Practical Nutrition: Roots, Tubers and Bananas Theme Month
Roots, tubers and bananas (RTB crops) are the foundation of food security for millions of people across Asia, Africa and Latin America. They will be increasingly important in response to climate change, population growth and urbanization; and they can contribute essential micronutrients such as iron, zinc and vitamin A that are especially important for good health in children and mothers. A research brief from the CGIAR Research Program on Roots, Tubers and Bananas (RTB) makes a strong case for the fundamental importance of its mandate crops within One CGIAR, the ongoing reformulation of CGIAR’s partnerships, knowledge, assets and global presence. With further research and development, enhanced yields of RTB crops will help to address the United Nations' Sustainable Development Goal (SDG) 1 of ending poverty. To date, however, research investment in RTB crops has lagged.
We often get asked why bananas are lumped together with roots and tubers. Partly, this has to do with the way they are grown; but it also has to do with their key role as staples — that are more perishable than cereals — in many developing countries. These crops are all vegetatively propagated from bulky and perishable planting material. This creates common challenges for seed production and distribution, as well as severe challenges from disease accumulation, and its subsequent spread. In addition, seed systems are mostly informal, with farmers sharing planting material from their fields.
Across the humid tropics of Africa, RTB crops are the principal staples, supplying 25%-57% of calories in the diet. As they are bulky, perishable and often eaten fresh, they pose common challenges for post-harvest systems as well as opportunities for adding value. Despite this dependence, the low productivity of RTB crops in sub-Saharan Africa reduces their contribution to addressing undernutrition in rural populations. At the same time, inefficient traditional post-harvest management and supply chain logistics for RTB value chains mean that countries import large quantities of staple grains for rapidly growing urban populations.

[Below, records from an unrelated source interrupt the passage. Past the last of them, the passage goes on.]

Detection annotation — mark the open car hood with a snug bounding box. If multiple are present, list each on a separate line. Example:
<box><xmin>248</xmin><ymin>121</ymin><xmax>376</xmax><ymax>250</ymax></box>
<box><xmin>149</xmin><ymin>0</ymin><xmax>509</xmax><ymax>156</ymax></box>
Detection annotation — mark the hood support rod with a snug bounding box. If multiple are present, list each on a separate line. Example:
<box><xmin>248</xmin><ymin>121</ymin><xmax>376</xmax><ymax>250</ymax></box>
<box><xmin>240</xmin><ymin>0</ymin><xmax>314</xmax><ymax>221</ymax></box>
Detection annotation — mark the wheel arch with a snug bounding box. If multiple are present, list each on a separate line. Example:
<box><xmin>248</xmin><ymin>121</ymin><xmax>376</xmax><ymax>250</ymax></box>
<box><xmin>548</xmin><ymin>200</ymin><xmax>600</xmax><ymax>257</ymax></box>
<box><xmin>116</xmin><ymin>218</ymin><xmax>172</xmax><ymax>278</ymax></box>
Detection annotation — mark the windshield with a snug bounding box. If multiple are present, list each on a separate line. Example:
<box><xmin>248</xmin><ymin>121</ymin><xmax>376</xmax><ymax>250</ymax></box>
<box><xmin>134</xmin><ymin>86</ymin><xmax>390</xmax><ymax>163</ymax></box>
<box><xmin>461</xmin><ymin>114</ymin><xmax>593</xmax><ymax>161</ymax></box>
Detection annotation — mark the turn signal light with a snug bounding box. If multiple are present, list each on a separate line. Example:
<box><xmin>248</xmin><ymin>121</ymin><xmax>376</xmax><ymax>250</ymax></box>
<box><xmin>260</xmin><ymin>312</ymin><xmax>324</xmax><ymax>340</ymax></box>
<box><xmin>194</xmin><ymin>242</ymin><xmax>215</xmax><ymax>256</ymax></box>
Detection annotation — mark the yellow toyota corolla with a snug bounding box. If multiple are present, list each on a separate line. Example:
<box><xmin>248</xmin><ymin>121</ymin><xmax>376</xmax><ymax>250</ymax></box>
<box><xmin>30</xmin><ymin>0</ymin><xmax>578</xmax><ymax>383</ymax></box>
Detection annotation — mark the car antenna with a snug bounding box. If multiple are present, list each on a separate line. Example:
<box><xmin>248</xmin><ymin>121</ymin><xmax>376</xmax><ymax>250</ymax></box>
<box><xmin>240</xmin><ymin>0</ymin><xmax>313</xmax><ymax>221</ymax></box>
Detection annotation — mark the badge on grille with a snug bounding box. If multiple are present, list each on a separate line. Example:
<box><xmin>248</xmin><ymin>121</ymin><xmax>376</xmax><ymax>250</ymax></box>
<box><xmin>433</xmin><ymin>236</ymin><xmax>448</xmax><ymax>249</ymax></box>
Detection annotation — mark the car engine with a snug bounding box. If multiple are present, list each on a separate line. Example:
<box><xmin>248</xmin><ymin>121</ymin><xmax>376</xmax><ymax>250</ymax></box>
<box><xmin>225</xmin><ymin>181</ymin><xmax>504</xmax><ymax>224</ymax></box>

Outside the humid tropics of Africa and in most of Asia and Latin America, RTB crops are important in rotation with cereals and legumes and agroforestry systems. Roots, tubers and bananas enhance resilience because they often have key traits that enable them to survive shifting weather patterns, including droughts and flooding, adverse soil conditions like salinity and waterlogging, as well as catastrophic events such as tropical storms (because roots and tubers are buried safely underground).